Cómo debe decidir una empresa industrial el formato de su inversión en inteligencia artificial.

Respuesta corta: varios experimentos pequeños. Una empresa industrial adopta inteligencia artificial más rápido repartiendo la inversión en apuestas cortas, con presupuesto acotado y criterio de cancelación escrito, que concentrándola en un único proyecto grande. La razón no es presupuestaria: la IA se comporta como I+D, no como la compra de un activo, y el I+D se gestiona en cartera. Con que una de cada diez apuestas mejore de forma recurrente un proceso, la cartera queda pagada.


Una empresa industrial sabe exactamente cómo comprar una máquina. Estudio previo, tres ofertas, cálculo de retorno, comité, firma. El método funciona porque el resultado es previsible: la máquina hará lo que dice la ficha técnica, con la merma que dice la ficha técnica.

Ese mismo comité se reúne meses después para aprobar «el proyecto de IA». Y aplica el mismo método.

Ahí empieza el desvío.

Un proyecto de IA no se comporta como una inversión en activo fijo. Nadie sabe de antemano cuál de las ideas va a funcionar, y solo se averigua ejecutándola. Cuando obligas a esa incertidumbre a pasar por un comité que exige retorno comprometido antes de empezar, ocurren dos cosas. Se elige el caso de uso más defendible, no el más valioso. Y se vuelve irreversible algo que debería poder cancelarse en seis semanas.
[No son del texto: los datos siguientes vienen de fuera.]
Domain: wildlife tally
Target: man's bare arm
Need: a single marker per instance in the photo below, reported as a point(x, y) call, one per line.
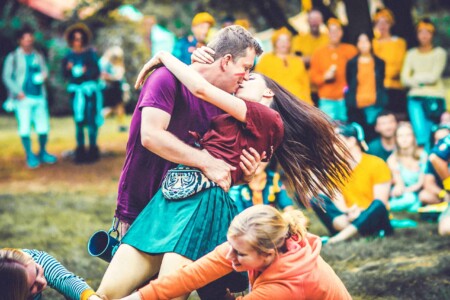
point(156, 138)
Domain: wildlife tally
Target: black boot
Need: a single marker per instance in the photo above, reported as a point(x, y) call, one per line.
point(80, 155)
point(93, 154)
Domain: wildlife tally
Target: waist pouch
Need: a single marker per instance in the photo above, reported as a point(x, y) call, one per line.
point(183, 182)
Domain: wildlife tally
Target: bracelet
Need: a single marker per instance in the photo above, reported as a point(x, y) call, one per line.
point(446, 183)
point(442, 194)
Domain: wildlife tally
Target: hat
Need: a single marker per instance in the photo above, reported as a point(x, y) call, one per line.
point(334, 21)
point(78, 27)
point(276, 34)
point(426, 24)
point(384, 13)
point(203, 17)
point(353, 130)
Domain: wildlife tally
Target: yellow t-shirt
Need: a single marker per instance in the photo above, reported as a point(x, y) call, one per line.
point(290, 73)
point(366, 91)
point(370, 171)
point(393, 53)
point(321, 62)
point(307, 44)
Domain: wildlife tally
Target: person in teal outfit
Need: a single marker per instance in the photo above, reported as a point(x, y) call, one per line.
point(265, 188)
point(407, 164)
point(201, 23)
point(172, 232)
point(81, 68)
point(24, 74)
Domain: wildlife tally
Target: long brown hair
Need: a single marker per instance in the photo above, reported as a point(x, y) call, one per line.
point(311, 154)
point(13, 274)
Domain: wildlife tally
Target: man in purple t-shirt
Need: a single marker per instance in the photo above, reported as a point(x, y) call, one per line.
point(166, 112)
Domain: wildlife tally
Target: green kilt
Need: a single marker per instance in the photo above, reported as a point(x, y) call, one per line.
point(191, 227)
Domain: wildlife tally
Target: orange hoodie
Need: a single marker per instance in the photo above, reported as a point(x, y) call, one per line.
point(300, 273)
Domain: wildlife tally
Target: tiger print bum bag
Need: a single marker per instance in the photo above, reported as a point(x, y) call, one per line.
point(183, 182)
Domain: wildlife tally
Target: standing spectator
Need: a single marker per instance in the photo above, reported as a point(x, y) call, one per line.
point(328, 67)
point(116, 88)
point(407, 164)
point(385, 126)
point(365, 96)
point(81, 69)
point(305, 44)
point(24, 274)
point(286, 69)
point(422, 73)
point(157, 37)
point(265, 188)
point(361, 206)
point(201, 23)
point(439, 159)
point(391, 49)
point(433, 190)
point(24, 74)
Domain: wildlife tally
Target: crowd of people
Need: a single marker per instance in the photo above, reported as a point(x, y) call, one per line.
point(201, 139)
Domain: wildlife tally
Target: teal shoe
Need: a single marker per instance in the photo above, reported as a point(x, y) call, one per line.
point(405, 223)
point(32, 161)
point(47, 158)
point(324, 239)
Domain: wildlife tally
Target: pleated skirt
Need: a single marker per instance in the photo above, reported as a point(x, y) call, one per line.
point(191, 227)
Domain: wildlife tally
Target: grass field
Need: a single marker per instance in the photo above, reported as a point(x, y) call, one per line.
point(56, 208)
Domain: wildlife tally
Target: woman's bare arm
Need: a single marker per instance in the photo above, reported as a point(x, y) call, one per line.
point(196, 84)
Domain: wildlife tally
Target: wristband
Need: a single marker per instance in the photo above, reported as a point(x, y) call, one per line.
point(446, 183)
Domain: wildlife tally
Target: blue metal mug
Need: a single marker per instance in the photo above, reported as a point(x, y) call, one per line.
point(103, 245)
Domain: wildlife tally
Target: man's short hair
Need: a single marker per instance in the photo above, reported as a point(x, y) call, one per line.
point(234, 40)
point(385, 112)
point(23, 31)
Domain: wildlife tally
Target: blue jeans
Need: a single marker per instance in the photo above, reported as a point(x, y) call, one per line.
point(335, 109)
point(419, 121)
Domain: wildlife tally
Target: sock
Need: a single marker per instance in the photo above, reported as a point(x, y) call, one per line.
point(26, 142)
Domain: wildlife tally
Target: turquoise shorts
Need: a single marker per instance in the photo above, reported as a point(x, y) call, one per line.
point(335, 109)
point(31, 112)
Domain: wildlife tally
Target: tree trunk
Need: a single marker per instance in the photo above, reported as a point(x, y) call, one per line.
point(359, 20)
point(404, 25)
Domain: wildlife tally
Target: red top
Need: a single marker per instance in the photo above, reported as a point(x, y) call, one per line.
point(227, 137)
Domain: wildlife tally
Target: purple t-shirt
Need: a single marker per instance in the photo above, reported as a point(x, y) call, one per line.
point(143, 170)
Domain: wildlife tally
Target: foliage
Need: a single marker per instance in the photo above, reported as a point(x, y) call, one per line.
point(57, 208)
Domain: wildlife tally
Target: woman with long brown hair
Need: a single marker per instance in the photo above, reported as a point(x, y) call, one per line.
point(190, 215)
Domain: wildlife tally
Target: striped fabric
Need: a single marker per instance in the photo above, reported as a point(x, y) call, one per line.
point(58, 277)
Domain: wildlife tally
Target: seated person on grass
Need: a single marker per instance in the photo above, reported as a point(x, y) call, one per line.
point(433, 191)
point(439, 158)
point(385, 126)
point(265, 188)
point(361, 205)
point(407, 164)
point(24, 274)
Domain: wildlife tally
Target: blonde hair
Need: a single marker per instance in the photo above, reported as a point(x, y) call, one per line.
point(13, 274)
point(417, 150)
point(265, 228)
point(114, 55)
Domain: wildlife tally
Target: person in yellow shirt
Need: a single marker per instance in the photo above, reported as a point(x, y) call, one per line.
point(391, 49)
point(328, 67)
point(283, 67)
point(305, 44)
point(422, 73)
point(365, 96)
point(361, 205)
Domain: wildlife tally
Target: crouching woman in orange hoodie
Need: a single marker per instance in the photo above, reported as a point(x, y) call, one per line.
point(283, 261)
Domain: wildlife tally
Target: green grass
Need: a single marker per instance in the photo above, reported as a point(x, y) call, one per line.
point(56, 209)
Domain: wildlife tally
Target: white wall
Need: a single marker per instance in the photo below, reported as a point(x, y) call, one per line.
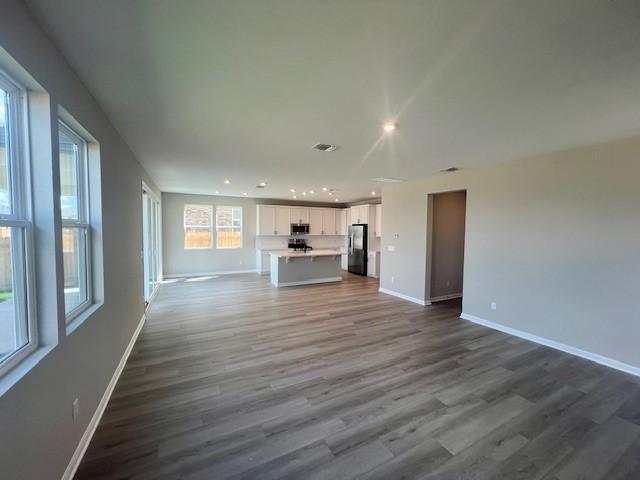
point(553, 240)
point(37, 431)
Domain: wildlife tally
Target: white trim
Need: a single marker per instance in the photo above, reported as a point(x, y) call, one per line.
point(202, 274)
point(404, 297)
point(594, 357)
point(451, 296)
point(73, 465)
point(309, 282)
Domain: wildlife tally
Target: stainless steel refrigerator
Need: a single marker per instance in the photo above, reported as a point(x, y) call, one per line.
point(358, 249)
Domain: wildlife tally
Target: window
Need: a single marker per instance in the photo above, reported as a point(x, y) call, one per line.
point(197, 226)
point(18, 335)
point(229, 227)
point(76, 230)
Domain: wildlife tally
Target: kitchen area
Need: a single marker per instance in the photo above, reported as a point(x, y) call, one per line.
point(300, 245)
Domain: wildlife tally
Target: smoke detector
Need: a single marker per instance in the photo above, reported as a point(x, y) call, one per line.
point(324, 147)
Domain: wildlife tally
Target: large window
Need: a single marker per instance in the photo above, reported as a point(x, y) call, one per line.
point(76, 230)
point(229, 227)
point(197, 226)
point(18, 335)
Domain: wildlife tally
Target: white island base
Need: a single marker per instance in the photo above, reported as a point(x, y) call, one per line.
point(297, 268)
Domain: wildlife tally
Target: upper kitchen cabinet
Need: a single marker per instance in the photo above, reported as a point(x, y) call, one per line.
point(273, 220)
point(359, 214)
point(300, 215)
point(329, 221)
point(341, 221)
point(315, 221)
point(283, 220)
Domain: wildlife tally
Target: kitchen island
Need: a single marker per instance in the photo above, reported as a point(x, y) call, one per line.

El fallo no es técnico: es el formato de la decisión

La mayoría de direcciones generales no se equivocan al elegir la tecnología. Se equivocan al elegir el formato de la apuesta.

Un único proyecto grande concentra presupuesto, expectativa, reputación interna y calendario en el mismo punto. Si sale bien, la empresa aprende una cosa. Si sale mal, aprende una cosa y además cierra la puerta durante dos años: nadie quiere ser el segundo en llevar IA al comité después de que el primero se estrellara.

Diez experimentos pequeños reparten esa misma inversión de otra forma. Diez hipótesis. Diez procesos. Diez equipos que aprenden algo aplicable aunque su experimento se descarte.

Un experimento que no puede cancelarse no es un experimento. Es un compromiso disfrazado de piloto.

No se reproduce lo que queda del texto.